Cela étant dit, comment parler de la crise climatique aux gens qui doutent de l’urgence d’agir ? Un bon point de départ serait de ne pas s’acharner à refaire ce qui fonctionne mal.

PHOTO PATRICK SANFAÇON, LA PRESSE

Des militants écologistes sont grimpés dans la structure du pont Jacques-Cartier, à Montréal, cette semaine.

Il est commun de blâmer le gouvernement ou les grandes sociétés pétrolières. Or, ce sont les citoyens qui brûlent ce pétrole et qui votent pour ces politiciens climato-passifs.

La stratégie populaire est de leur crier : « Écoutez la science », de préférence aussi fort que possible. Mais après deux décennies à marteler ce message, il faut en reconnaître les limites. Car dans ce combat, les écolos n’affrontent donc pas seulement la nature. Ils luttent aussi contre la nature humaine.

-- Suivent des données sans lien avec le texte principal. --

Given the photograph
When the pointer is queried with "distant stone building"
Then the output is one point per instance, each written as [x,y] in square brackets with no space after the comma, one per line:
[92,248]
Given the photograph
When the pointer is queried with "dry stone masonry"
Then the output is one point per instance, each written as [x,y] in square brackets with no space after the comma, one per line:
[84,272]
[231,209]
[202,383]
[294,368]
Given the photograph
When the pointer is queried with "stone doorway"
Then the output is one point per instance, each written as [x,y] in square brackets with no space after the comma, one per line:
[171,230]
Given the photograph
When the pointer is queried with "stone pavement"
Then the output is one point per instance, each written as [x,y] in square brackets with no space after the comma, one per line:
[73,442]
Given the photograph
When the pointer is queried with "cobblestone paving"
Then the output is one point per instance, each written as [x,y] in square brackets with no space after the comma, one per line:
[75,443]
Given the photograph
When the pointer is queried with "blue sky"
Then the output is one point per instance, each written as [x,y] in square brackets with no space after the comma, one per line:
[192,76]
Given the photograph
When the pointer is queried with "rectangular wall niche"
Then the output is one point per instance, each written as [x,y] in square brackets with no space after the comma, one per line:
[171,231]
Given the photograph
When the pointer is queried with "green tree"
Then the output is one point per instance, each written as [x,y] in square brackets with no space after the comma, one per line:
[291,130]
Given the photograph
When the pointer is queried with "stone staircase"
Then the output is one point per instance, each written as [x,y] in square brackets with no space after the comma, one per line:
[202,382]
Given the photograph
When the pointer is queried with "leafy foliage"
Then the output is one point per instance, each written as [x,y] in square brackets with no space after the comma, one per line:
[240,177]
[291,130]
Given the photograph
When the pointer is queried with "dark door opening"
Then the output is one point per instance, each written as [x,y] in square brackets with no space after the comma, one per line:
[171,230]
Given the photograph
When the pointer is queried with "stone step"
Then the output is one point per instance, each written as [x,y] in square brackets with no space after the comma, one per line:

Nos biais cognitifs nous prédisposent malheureusement à banaliser le grand défi de notre époque. Voilà pourquoi le coup d’éclat d’Extinction Rebellion risque de rater sa cible pour trois raisons : en nuisant à la compréhension, en décourageant l’action et en aggravant la division. Pas pour tous les gens, bien sûr, mais à tout le moins pour ceux qu’on a le plus besoin de convaincre : les indécis de bonne foi.

À cause de la crise climatique, des millions de personnes seront victimes de la montée des océans, des canicules extrêmes et d’autres dérèglements des écosystèmes. Mais est-ce que ce sera votre cas ? Difficile de savoir précisément qui souffrira, quand et comment. Or, les gens tendent justement à sous-estimer les risques impersonnels à long terme, et à percevoir davantage le coût immédiat que l’utilité future des solutions. Voilà pourquoi la crise climatique ne dérange donc pas autant qu’elle le devrait.

Face à ce blocage, Extinction Rebellion mise sur la peur. C’est comme si l’humanité dormait au pied d’un volcan en éruption, a expliqué un porte-parole. Il faut la réveiller à temps. Or, ce n’est pas parce qu’on comprend une menace qu’on y réagira. Les discours trop pessimistes risquent de créer un sentiment d’impuissance et d’apathie.

Des militants comme Dominic Champagne demandent de faire un « effort de guerre », qui mobiliserait toute la société. Sauf que cette fois, l’ennemi n’a pas de visage. Difficile de rendre la menace tangible et d’utiliser la loyauté de groupe comme motivation.

Les écolos disent que la science est objectivement alarmante, et ils ont raison. Mais la science est aussi très facile à ignorer. Les gens ne réfléchissent pas comme des juges neutres qui examinent les rapports du GIEC. La tendance naturelle est d’utiliser notre intuition, et non notre raison. On commence avec la conclusion qui instinctivement nous semble bonne, puis on cherche les arguments qui la justifient.

Le lien avec le blocage du pont ? Si les gens ont l’impression d’être attaqués, on les placera sur la défensive. La personne attaquée voudra se convaincre qu’elle a raison, et elle y arrivera. Le résultat : un ressac.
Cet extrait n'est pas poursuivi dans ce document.